Viewing Rumble in the Bronx today is a strange experience. On release it was Jackie’s successful comeback to the American movie market, a Golden Harvest production that finally showcased what Jackie could do, the Hong Kong way. Nowadays it feels very dated, and it’s hard to believe this film did well enough to trigger Jackie’s rise to Hollywood stardom. Ostensibly set in New York City, failing to disguise being filmed in Vancouver, Canada and very Hong Kong in style and tone, there is no taking Rumble seriously, unless your disbelief can survive being suspended by a single frayed thread.
The plot races along quickly, establishing where we are, what language we’re speaking and giving a bit of character background. Most importantly, protagonist Keung (Jackie Chan) demonstrates his physical credentials in a couple of ways. Uncle Bill (Bill Tung) has a dusty wing chun training dummy in his apartment which Keung swiftly puts to use — and which for once provides a logical reason for the “power powder” effect used to make the impact of blows stand out. The next morning we get a glimpse of
Jackie’s Keung’s exercise routine. All that’s needed are some baddies to show up… and before long they oblige.
New supermarket owner Elaine (Anita Mui) finds herself victim of a street gang and Keung helps/makes things worse by fighting back.
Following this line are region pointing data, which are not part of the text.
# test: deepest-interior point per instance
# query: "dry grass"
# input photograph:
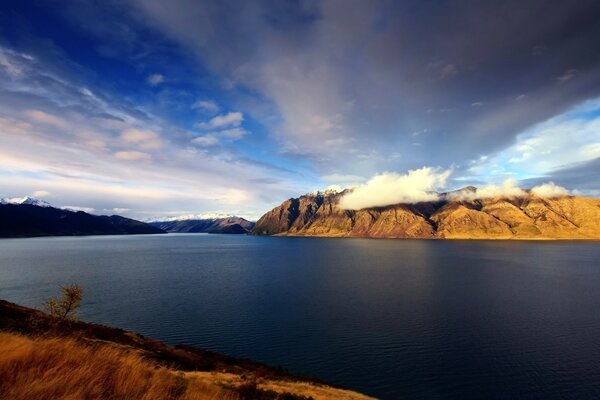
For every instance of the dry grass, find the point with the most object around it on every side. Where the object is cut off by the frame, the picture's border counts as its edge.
(65, 369)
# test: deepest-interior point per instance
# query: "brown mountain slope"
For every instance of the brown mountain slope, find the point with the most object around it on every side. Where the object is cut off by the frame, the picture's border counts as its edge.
(530, 217)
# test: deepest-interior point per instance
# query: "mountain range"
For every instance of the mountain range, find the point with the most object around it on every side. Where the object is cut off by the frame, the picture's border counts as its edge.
(452, 216)
(27, 217)
(235, 225)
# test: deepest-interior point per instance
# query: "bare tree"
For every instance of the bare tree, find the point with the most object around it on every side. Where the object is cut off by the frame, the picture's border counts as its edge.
(66, 306)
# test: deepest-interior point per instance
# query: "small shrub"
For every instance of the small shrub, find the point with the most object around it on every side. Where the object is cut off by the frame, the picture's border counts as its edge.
(67, 305)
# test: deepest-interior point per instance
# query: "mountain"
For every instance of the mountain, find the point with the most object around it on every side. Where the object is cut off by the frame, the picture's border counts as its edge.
(34, 218)
(452, 217)
(235, 225)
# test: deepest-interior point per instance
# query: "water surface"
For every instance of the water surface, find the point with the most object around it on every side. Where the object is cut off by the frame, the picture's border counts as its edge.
(391, 318)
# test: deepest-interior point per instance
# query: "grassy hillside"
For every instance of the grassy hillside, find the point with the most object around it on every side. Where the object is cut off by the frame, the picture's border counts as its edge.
(45, 358)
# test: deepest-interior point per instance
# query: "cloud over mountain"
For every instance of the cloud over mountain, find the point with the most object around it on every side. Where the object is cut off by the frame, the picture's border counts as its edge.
(393, 188)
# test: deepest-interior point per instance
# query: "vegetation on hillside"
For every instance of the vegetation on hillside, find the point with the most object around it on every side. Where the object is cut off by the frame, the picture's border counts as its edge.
(61, 358)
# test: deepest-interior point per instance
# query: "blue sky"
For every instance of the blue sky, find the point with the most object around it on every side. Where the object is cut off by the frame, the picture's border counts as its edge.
(153, 108)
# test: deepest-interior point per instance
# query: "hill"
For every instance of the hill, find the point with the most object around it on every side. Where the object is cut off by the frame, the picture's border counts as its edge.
(451, 217)
(29, 218)
(45, 358)
(234, 225)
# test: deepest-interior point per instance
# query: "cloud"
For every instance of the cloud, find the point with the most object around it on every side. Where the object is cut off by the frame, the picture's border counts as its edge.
(508, 189)
(40, 193)
(393, 188)
(88, 210)
(568, 75)
(206, 105)
(342, 178)
(46, 118)
(448, 70)
(233, 133)
(549, 190)
(146, 139)
(222, 121)
(206, 140)
(155, 79)
(132, 156)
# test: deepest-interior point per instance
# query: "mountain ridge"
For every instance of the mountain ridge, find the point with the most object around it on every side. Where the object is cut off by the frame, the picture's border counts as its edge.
(450, 217)
(30, 220)
(230, 225)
These repeated run-ins hardly vary in theme, but escalate well enough to a showdown in the gang’s hangout featuring all the gang members in their eclectically attired glory and props aplenty as Jackie goes to town. Who knows why the gang keeps so many old pinball machines or empty fridges around? All that matters is their creative misuse in the mayhem. A single ski makes a neat stand-in for the classic, slightly flexible pole as a weapon for example. The fight is capped by one of the earnest speeches Jackie sometimes makes in his movies, with Keung lecturing the gang to stop being so naughty.
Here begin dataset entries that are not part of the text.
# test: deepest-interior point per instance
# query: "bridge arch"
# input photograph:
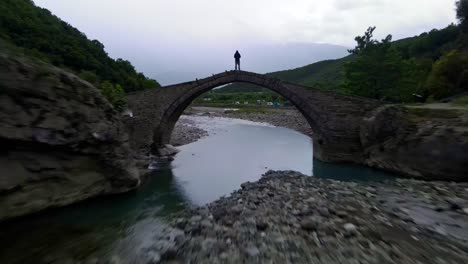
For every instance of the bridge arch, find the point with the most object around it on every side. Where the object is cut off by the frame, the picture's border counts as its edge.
(334, 119)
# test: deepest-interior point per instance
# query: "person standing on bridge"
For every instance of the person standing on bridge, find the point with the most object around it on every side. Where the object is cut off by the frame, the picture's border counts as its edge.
(237, 56)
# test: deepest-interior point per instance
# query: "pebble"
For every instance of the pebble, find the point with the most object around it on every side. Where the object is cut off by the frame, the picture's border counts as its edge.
(286, 217)
(310, 224)
(252, 251)
(350, 229)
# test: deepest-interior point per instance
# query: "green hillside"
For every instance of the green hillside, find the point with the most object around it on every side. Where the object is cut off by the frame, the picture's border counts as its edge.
(404, 67)
(38, 33)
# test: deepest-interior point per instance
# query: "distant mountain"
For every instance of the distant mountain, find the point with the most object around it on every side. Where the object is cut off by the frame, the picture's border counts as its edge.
(425, 50)
(327, 75)
(204, 61)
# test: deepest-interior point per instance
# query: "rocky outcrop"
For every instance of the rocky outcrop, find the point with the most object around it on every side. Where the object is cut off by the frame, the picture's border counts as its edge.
(334, 118)
(286, 217)
(62, 142)
(426, 144)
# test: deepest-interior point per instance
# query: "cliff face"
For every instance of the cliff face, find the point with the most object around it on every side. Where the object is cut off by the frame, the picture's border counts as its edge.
(61, 141)
(424, 143)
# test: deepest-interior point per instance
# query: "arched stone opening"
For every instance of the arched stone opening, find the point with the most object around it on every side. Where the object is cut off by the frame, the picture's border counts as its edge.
(334, 119)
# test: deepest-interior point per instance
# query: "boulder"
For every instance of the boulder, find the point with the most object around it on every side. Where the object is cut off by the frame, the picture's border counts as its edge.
(62, 142)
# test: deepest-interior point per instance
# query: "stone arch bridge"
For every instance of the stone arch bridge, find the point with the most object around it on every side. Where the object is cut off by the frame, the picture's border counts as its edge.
(335, 119)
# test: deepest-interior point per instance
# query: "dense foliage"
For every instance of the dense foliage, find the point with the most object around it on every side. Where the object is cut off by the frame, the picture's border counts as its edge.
(431, 66)
(41, 34)
(462, 13)
(239, 99)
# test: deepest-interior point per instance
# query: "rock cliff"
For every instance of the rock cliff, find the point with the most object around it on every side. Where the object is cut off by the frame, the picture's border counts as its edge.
(424, 143)
(61, 141)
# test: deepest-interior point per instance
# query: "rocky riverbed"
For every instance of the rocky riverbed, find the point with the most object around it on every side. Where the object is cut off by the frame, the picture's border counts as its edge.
(287, 217)
(186, 130)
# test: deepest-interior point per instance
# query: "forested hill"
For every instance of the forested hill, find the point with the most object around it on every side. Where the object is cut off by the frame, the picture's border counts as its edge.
(433, 64)
(38, 33)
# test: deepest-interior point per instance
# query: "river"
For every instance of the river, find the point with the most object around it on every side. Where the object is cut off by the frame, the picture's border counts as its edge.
(121, 228)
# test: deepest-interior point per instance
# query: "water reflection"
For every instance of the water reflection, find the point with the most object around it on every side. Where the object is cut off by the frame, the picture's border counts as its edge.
(123, 226)
(112, 225)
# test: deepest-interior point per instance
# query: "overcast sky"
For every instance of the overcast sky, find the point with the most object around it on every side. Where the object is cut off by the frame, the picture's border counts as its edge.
(144, 30)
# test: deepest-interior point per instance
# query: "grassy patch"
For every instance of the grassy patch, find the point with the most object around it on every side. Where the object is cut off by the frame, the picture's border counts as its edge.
(254, 110)
(434, 113)
(463, 101)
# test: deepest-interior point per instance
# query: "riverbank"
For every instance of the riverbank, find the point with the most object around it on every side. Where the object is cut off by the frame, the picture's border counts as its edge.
(287, 217)
(186, 130)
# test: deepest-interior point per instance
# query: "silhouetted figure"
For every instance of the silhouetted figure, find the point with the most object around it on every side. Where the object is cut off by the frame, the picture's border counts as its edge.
(237, 56)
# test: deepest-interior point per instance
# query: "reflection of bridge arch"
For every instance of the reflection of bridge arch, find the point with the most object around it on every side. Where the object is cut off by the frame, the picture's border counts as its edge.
(334, 119)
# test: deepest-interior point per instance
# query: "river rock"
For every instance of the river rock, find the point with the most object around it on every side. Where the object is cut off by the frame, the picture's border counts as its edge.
(62, 142)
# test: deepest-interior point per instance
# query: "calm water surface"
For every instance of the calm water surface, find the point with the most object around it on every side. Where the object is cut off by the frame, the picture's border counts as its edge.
(122, 227)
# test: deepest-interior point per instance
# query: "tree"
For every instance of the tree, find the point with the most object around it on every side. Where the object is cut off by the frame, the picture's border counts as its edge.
(114, 94)
(449, 75)
(462, 13)
(376, 69)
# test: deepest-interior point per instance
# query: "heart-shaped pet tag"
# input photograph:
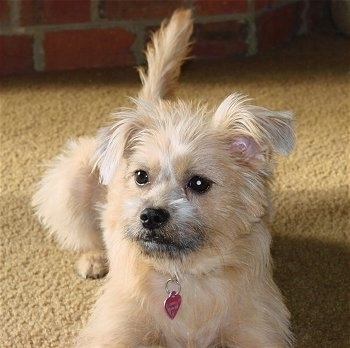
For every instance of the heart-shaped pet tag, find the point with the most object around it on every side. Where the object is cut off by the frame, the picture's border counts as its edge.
(172, 304)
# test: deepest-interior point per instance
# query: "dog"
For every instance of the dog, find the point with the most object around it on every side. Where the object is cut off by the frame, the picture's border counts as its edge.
(172, 200)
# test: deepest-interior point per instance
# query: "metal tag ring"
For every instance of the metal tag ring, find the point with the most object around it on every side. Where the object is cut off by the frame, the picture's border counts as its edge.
(172, 280)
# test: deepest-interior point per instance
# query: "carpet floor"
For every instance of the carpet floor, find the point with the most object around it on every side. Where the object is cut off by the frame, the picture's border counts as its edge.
(44, 303)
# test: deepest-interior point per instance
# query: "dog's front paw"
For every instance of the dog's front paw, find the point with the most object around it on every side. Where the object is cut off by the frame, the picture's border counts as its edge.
(92, 264)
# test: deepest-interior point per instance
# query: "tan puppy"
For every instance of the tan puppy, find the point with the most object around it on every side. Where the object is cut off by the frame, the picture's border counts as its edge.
(181, 208)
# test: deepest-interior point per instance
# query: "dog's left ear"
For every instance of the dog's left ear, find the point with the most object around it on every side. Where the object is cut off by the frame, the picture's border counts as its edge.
(254, 132)
(114, 142)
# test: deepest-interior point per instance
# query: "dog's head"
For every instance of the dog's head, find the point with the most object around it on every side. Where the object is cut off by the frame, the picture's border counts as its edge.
(182, 179)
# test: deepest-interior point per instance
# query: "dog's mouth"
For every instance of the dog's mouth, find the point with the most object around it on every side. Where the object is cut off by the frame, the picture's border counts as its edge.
(156, 243)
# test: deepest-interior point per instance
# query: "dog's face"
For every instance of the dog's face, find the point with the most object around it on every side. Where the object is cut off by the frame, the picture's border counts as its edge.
(185, 181)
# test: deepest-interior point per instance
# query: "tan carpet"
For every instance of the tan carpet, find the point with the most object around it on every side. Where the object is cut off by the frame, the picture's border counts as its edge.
(43, 301)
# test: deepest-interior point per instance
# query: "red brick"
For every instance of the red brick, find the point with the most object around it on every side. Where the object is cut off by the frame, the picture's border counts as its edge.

Later in the film Keung’s opposition shifts to a group of nasty, swearing, mobsters, whose greater villainy is verified by committing the street gang’s misdeeds to a worse extent. Plus they actually kill people, including the film’s most graphic — albeit not shown — death. This plotline culminates in an extended vehicle chase using a very unconventional vehicle and Jackie’s dedication to action is plainest throughout this scene. We see his ankle break in slow-motion and the out-takes show he still didn’t stop, wearing a sock painted like a sneaker over the cast in order to carry on filming.
Another way Rumble carries on the Hong Kong action tradition is the use of stunt performers in supporting roles. Marc Akerstream (also credited as a stunt coordinator and stunt driver) plays street gang leader Tony while Garvin Cross (who has surely doubled for Daniel Craig at some stage) gets to ham it up as the slimiest of the gang.
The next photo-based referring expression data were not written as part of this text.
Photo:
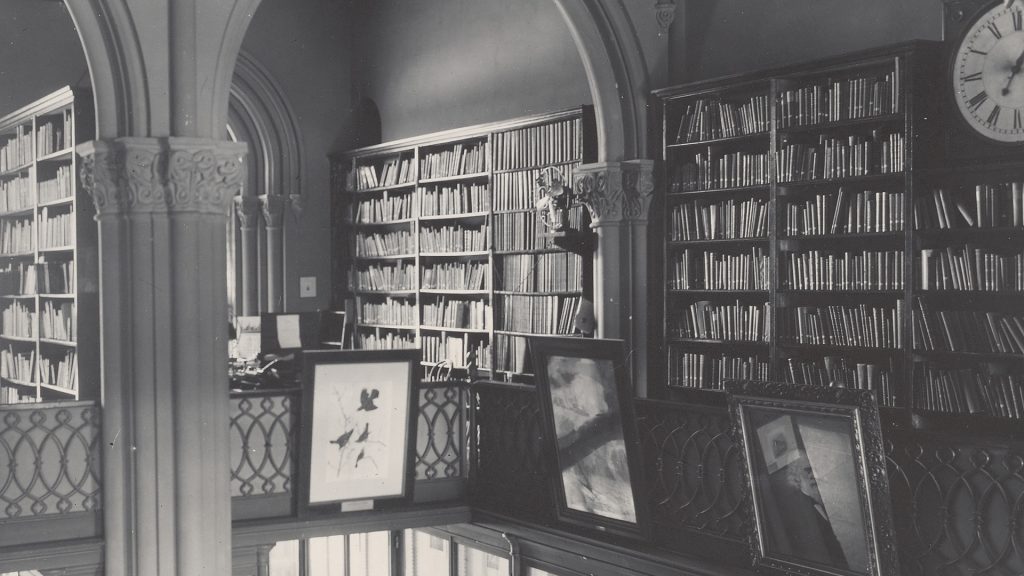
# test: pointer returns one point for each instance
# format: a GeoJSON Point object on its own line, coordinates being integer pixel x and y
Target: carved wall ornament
{"type": "Point", "coordinates": [148, 175]}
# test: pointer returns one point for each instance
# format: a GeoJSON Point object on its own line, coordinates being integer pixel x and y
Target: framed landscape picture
{"type": "Point", "coordinates": [358, 436]}
{"type": "Point", "coordinates": [816, 477]}
{"type": "Point", "coordinates": [587, 402]}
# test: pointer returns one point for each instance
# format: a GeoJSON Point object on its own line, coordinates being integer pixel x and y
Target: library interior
{"type": "Point", "coordinates": [496, 288]}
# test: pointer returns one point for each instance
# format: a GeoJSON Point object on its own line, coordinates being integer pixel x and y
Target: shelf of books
{"type": "Point", "coordinates": [786, 244]}
{"type": "Point", "coordinates": [441, 247]}
{"type": "Point", "coordinates": [48, 283]}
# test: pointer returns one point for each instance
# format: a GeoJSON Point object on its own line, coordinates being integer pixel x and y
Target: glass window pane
{"type": "Point", "coordinates": [370, 554]}
{"type": "Point", "coordinates": [478, 563]}
{"type": "Point", "coordinates": [426, 554]}
{"type": "Point", "coordinates": [285, 559]}
{"type": "Point", "coordinates": [327, 557]}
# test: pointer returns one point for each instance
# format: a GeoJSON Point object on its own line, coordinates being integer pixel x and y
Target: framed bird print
{"type": "Point", "coordinates": [357, 425]}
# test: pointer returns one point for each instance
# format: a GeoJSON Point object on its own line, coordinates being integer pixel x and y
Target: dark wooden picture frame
{"type": "Point", "coordinates": [591, 436]}
{"type": "Point", "coordinates": [815, 474]}
{"type": "Point", "coordinates": [358, 409]}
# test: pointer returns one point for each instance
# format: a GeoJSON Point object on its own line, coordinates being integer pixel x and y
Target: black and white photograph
{"type": "Point", "coordinates": [198, 197]}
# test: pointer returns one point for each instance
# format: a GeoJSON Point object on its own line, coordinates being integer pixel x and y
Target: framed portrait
{"type": "Point", "coordinates": [358, 437]}
{"type": "Point", "coordinates": [816, 478]}
{"type": "Point", "coordinates": [587, 403]}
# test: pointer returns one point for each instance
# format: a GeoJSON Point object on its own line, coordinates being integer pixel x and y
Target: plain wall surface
{"type": "Point", "coordinates": [723, 37]}
{"type": "Point", "coordinates": [439, 65]}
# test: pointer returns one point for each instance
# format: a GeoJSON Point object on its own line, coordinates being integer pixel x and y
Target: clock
{"type": "Point", "coordinates": [987, 74]}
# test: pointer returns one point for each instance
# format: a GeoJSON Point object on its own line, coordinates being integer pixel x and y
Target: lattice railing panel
{"type": "Point", "coordinates": [693, 469]}
{"type": "Point", "coordinates": [262, 440]}
{"type": "Point", "coordinates": [958, 509]}
{"type": "Point", "coordinates": [49, 459]}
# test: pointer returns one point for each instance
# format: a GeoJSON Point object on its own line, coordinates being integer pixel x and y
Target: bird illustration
{"type": "Point", "coordinates": [367, 399]}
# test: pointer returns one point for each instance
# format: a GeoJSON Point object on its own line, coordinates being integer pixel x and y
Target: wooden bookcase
{"type": "Point", "coordinates": [763, 276]}
{"type": "Point", "coordinates": [49, 323]}
{"type": "Point", "coordinates": [438, 246]}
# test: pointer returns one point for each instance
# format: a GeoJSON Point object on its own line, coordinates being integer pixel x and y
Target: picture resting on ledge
{"type": "Point", "coordinates": [817, 479]}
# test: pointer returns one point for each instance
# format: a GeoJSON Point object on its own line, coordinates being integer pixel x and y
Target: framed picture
{"type": "Point", "coordinates": [816, 477]}
{"type": "Point", "coordinates": [358, 438]}
{"type": "Point", "coordinates": [587, 402]}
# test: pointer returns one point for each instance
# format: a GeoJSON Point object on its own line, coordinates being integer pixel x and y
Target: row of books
{"type": "Point", "coordinates": [836, 371]}
{"type": "Point", "coordinates": [968, 391]}
{"type": "Point", "coordinates": [862, 325]}
{"type": "Point", "coordinates": [393, 171]}
{"type": "Point", "coordinates": [390, 312]}
{"type": "Point", "coordinates": [728, 170]}
{"type": "Point", "coordinates": [18, 321]}
{"type": "Point", "coordinates": [969, 268]}
{"type": "Point", "coordinates": [840, 99]}
{"type": "Point", "coordinates": [58, 322]}
{"type": "Point", "coordinates": [989, 206]}
{"type": "Point", "coordinates": [739, 322]}
{"type": "Point", "coordinates": [56, 230]}
{"type": "Point", "coordinates": [59, 187]}
{"type": "Point", "coordinates": [15, 149]}
{"type": "Point", "coordinates": [457, 348]}
{"type": "Point", "coordinates": [834, 158]}
{"type": "Point", "coordinates": [390, 206]}
{"type": "Point", "coordinates": [54, 134]}
{"type": "Point", "coordinates": [17, 366]}
{"type": "Point", "coordinates": [399, 276]}
{"type": "Point", "coordinates": [453, 239]}
{"type": "Point", "coordinates": [456, 276]}
{"type": "Point", "coordinates": [457, 313]}
{"type": "Point", "coordinates": [378, 339]}
{"type": "Point", "coordinates": [551, 272]}
{"type": "Point", "coordinates": [17, 236]}
{"type": "Point", "coordinates": [384, 244]}
{"type": "Point", "coordinates": [968, 331]}
{"type": "Point", "coordinates": [15, 195]}
{"type": "Point", "coordinates": [701, 370]}
{"type": "Point", "coordinates": [43, 278]}
{"type": "Point", "coordinates": [519, 190]}
{"type": "Point", "coordinates": [459, 160]}
{"type": "Point", "coordinates": [60, 371]}
{"type": "Point", "coordinates": [818, 270]}
{"type": "Point", "coordinates": [698, 270]}
{"type": "Point", "coordinates": [537, 314]}
{"type": "Point", "coordinates": [861, 212]}
{"type": "Point", "coordinates": [460, 199]}
{"type": "Point", "coordinates": [707, 119]}
{"type": "Point", "coordinates": [722, 219]}
{"type": "Point", "coordinates": [554, 142]}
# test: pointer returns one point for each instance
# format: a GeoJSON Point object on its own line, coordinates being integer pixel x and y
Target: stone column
{"type": "Point", "coordinates": [162, 205]}
{"type": "Point", "coordinates": [273, 218]}
{"type": "Point", "coordinates": [617, 196]}
{"type": "Point", "coordinates": [247, 207]}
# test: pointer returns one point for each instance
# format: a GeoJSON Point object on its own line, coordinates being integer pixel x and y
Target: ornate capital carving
{"type": "Point", "coordinates": [247, 207]}
{"type": "Point", "coordinates": [665, 11]}
{"type": "Point", "coordinates": [638, 189]}
{"type": "Point", "coordinates": [600, 190]}
{"type": "Point", "coordinates": [273, 209]}
{"type": "Point", "coordinates": [162, 175]}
While the action adapts well to the western setting, the rest of the film suffers when it stops. Even a general audience probably won’t be fooled by some New York sports team apparel or dropping in an occasional shot of a recognisable New York landmark — which aren’t located in The Bronx anyway. Jackie himself admits that after a while they gave up trying to simulate the setting, figuring the audience should be focused on the action anyway.
More distracting than the geographical cheats are the cultural ones. Hong Kong style films transposed overseas often suffer from a severe sense of dislocation and it’s pretty pronounced here. Attempts to emulate American culture are painted with strokes broad enough to be offensive if not laughed at for their absurdity. It’s as though all of the cultural reference points used were 80s b-movies and from the opening credits Rumble could easily be mistaken for one, if not for some elements like car and mobile phone models. The film also lacks the extra layer of local jokes and references that fill Hong Kong set films, leaving it blunt and obvious in the delivery of story and characters. There’s barely any subtlety in characterisations or emotions, most glaring in the use of a disabled boy (Morgam Lam) for maximum audience manipulation. A token romantic scene between Keung and gang member Nancy (Françoise Yip) is perhaps the script’s loudest clunk, although for those familiar with Anita Mui’s work, seeing her reduced to crying on the toilet at her character’s lowest moment is humiliating by proxy. Despite this, and despite her part being dubbed, she still manages the film’s best acting.
In hindsight, it seems logical to assume this film succeeded solely because the action was strong enough to overshadow its many other weaknesses, serving up wildly creative and clearly presented choreography to a new audience. For a certain chunk of Asian film fans in the west (including this one), Rumble in the Bronx was where it all started — an introduction to a new and exciting world of cinema. In spite of its shortcomings, this film has a lot to take credit for.